The stub of stairway B proved to be a refuge for Capt. Jay Jonas of the Fire Department and the men accompanying Josephine Harris out of the building, who were among sixteen people who survived the building’s collapse there. They included Port Authority Police Officer David Lim, a dozen firefighters, and two other civilians—Pasquale Buzzelli and Genelle Guzman—who were themselves the only survivors of a group of sixteen workers from the Port Authority office on the 64th floor. That group had left their offices at 10:12, after the boss, Patrick Hoey, made a phone call and got word that they should go.
Others in that staircase survived the collapse, but could not escape.
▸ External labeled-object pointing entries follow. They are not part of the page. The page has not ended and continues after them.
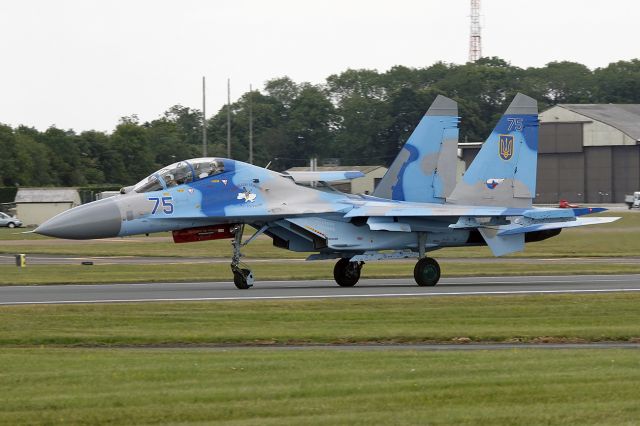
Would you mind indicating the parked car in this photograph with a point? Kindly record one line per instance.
(633, 201)
(9, 221)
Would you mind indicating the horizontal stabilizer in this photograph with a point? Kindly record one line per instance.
(581, 221)
(324, 176)
(501, 245)
(581, 211)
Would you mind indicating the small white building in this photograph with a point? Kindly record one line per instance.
(36, 205)
(362, 185)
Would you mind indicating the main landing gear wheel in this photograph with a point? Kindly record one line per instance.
(426, 272)
(347, 273)
(243, 278)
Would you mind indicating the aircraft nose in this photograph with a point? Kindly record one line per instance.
(99, 219)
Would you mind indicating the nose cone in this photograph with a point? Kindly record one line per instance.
(100, 219)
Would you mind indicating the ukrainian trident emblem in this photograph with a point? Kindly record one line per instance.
(506, 147)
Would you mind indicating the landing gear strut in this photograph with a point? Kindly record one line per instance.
(242, 277)
(426, 272)
(347, 273)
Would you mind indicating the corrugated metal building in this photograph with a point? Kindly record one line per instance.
(588, 153)
(36, 205)
(363, 185)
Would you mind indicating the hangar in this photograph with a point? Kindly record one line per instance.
(36, 205)
(588, 153)
(362, 185)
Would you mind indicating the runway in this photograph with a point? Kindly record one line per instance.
(51, 259)
(319, 289)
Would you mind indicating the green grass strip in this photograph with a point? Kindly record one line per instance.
(548, 318)
(321, 387)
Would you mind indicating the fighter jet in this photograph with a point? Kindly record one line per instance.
(413, 211)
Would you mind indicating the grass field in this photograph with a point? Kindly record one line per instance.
(92, 364)
(266, 387)
(155, 362)
(572, 318)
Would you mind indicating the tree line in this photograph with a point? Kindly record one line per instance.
(358, 116)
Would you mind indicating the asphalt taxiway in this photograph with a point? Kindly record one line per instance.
(317, 289)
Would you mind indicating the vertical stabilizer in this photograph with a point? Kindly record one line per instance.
(504, 171)
(425, 168)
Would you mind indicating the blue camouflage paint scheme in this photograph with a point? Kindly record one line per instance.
(343, 225)
(414, 175)
(413, 184)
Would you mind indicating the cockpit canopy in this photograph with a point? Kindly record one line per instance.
(180, 173)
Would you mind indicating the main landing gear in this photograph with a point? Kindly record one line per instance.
(426, 272)
(347, 273)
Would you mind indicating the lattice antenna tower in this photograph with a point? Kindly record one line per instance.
(475, 39)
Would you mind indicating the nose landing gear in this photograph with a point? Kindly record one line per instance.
(242, 275)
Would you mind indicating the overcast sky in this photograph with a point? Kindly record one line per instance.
(83, 64)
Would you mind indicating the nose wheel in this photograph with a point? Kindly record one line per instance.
(242, 276)
(426, 272)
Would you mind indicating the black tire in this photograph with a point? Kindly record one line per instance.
(346, 273)
(427, 272)
(240, 279)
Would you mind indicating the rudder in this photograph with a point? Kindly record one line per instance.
(504, 171)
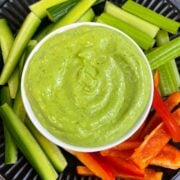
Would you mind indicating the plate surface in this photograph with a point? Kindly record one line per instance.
(15, 11)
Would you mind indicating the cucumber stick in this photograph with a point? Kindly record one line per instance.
(27, 144)
(25, 33)
(75, 13)
(169, 75)
(129, 18)
(51, 150)
(11, 150)
(40, 7)
(6, 42)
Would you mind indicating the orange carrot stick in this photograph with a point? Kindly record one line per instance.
(151, 174)
(169, 157)
(84, 171)
(153, 143)
(151, 146)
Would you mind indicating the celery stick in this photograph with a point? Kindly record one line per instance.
(87, 16)
(169, 75)
(6, 42)
(29, 48)
(27, 30)
(11, 150)
(58, 11)
(164, 53)
(140, 37)
(39, 8)
(18, 106)
(44, 32)
(151, 16)
(27, 144)
(51, 150)
(75, 13)
(135, 21)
Mike Warchola, the fire captain on his last day of work, radioed from the rubble that he was around the 12th floor, although the staircase no longer went that high. It is likely that he was among the group that had stopped to help Judith Reese, the woman with asthma from Frank De Martini’s office. None of them made it out. In all, 2,753 people were killed at the trade center.
An hour or so after the collapse, Will Jimeno, buried beneath the plaza, heard a voice coming through the same hole where the l
ight was entering. The voice wanted to know if a particular person was down in the hole. Jimeno could not quite make out the name, but he was delighted by the sound of another human voice.
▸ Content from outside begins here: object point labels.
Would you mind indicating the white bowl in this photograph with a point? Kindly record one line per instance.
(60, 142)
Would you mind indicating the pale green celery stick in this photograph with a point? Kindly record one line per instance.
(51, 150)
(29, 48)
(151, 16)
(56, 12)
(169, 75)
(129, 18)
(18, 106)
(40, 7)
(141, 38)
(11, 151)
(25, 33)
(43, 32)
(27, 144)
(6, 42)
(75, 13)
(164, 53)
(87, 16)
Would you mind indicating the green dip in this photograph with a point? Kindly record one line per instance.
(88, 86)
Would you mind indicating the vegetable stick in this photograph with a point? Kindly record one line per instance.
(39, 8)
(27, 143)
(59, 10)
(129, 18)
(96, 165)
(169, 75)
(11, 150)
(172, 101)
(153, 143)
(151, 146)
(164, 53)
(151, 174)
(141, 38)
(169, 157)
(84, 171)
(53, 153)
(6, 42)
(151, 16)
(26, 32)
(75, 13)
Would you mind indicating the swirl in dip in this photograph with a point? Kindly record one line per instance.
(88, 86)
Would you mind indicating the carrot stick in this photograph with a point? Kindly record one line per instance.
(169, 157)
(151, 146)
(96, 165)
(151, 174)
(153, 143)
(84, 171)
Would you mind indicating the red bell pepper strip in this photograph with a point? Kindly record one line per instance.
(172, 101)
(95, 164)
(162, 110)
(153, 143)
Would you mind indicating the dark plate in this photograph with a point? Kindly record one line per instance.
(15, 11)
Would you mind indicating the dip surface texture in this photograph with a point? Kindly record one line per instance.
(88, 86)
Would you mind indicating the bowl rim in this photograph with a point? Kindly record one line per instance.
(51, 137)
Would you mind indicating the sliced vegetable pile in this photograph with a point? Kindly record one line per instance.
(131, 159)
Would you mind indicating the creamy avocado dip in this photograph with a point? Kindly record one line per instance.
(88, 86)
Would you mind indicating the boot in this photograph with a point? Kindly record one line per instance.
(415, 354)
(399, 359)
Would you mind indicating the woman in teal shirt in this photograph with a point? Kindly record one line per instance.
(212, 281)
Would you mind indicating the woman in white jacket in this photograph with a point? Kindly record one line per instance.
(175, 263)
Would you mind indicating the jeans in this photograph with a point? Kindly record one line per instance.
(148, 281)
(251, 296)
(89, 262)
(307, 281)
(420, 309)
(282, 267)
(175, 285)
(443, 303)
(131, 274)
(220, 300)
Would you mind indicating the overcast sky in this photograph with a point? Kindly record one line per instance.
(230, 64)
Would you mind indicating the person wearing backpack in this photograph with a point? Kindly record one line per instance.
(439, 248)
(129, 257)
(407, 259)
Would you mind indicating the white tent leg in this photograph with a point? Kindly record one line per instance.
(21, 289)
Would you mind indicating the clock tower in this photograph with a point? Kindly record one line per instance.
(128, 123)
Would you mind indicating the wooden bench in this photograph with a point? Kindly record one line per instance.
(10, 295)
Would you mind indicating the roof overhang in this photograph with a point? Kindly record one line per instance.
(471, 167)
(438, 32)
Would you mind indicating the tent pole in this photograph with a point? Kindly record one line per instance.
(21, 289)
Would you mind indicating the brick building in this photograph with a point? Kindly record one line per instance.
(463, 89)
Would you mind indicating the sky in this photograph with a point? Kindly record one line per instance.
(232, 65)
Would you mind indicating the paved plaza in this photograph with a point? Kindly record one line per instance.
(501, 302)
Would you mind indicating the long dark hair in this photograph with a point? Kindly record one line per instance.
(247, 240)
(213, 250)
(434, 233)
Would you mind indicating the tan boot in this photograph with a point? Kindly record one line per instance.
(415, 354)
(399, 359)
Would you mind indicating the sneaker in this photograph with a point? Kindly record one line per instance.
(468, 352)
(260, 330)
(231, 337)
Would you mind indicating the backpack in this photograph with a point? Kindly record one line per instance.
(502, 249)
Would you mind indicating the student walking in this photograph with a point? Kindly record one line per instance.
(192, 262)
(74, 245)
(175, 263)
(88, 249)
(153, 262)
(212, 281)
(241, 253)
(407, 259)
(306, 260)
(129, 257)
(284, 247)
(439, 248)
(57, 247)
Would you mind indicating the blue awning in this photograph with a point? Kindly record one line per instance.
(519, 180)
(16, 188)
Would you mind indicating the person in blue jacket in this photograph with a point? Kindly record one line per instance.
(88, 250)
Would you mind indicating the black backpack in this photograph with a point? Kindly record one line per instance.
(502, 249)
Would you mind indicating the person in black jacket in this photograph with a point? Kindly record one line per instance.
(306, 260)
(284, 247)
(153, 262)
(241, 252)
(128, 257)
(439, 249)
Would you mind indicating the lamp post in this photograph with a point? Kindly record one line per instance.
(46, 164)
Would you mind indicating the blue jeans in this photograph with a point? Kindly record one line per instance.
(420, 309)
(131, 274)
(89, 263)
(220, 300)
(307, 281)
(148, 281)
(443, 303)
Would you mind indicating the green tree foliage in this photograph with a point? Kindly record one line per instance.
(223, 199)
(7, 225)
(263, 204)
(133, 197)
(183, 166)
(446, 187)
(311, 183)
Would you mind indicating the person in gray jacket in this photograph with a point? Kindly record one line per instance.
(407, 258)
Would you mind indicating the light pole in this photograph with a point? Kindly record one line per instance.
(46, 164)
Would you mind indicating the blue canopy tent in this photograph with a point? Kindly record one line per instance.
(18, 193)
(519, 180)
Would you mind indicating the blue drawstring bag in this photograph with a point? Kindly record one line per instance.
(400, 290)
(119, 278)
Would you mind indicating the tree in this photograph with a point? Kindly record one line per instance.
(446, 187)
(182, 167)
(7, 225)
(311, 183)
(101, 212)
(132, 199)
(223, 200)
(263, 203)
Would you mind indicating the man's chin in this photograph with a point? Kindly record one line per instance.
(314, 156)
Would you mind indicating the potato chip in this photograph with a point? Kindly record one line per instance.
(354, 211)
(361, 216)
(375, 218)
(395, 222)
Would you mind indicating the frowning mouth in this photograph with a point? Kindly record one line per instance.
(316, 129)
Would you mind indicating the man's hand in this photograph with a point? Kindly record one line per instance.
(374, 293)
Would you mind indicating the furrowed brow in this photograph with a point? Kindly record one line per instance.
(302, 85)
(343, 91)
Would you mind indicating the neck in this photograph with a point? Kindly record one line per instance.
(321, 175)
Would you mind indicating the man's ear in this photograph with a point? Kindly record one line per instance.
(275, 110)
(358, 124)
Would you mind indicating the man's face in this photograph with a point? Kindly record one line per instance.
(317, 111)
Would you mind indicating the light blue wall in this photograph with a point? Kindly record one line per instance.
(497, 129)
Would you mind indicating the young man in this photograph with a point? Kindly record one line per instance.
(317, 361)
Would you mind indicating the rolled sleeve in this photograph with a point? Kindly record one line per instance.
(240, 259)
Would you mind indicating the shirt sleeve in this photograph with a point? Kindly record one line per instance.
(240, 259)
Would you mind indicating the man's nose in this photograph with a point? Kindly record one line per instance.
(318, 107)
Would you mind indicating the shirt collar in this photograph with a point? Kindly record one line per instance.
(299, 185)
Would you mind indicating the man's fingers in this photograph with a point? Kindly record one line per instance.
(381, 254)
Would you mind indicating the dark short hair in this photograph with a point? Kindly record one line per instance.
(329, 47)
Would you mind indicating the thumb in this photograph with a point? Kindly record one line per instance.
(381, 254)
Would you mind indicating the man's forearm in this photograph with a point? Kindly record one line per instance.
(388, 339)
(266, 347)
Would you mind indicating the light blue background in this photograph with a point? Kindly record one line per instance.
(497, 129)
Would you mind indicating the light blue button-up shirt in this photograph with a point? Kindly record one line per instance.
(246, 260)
“No, but Jimeno and McLoughlin, PAPD, are down here,” he yelled.
The voice did not answer, but moved off, and they heard no more from him.
Balls of fire tumbled into their tiny space, a gust of wind or a draft steering them away, the fire spending itself before it could find another morsel of fuel. Jimeno, thirty-three years old, felt that death was near. His wife, Allison, and their four-year-old daughter, Bianca, would be sad, but proud, he thought. The Jimenos’ second child was due at the end of November. So he prayed.
Please, God, let me see my little unborn child.
Jimeno tried to make a bargain. He might die, but surely there was a way he could do something for this child.
Somehow in the future, he prayed, let me touch this baby.
Then shots rang out.
The fireballs had apparently heated up the gun of the late Dominick Pezzulo. The rounds pinged off pipes and concrete, erratic and unpredictable, until the last of the ammunition was gone.
With his one free arm, Jimeno reached his gun belt for something to dig with. He had graduated from the Port Authority Police Academy in January and was issued the standard police tools, but he already owned his own handcuffs—a pair made by Smith & Wesson, bought when he was a security guard in a store, arresting shoplifters. He scraped at the rubble with them, but the cuffs slipped out of his hands, and he could not find them again.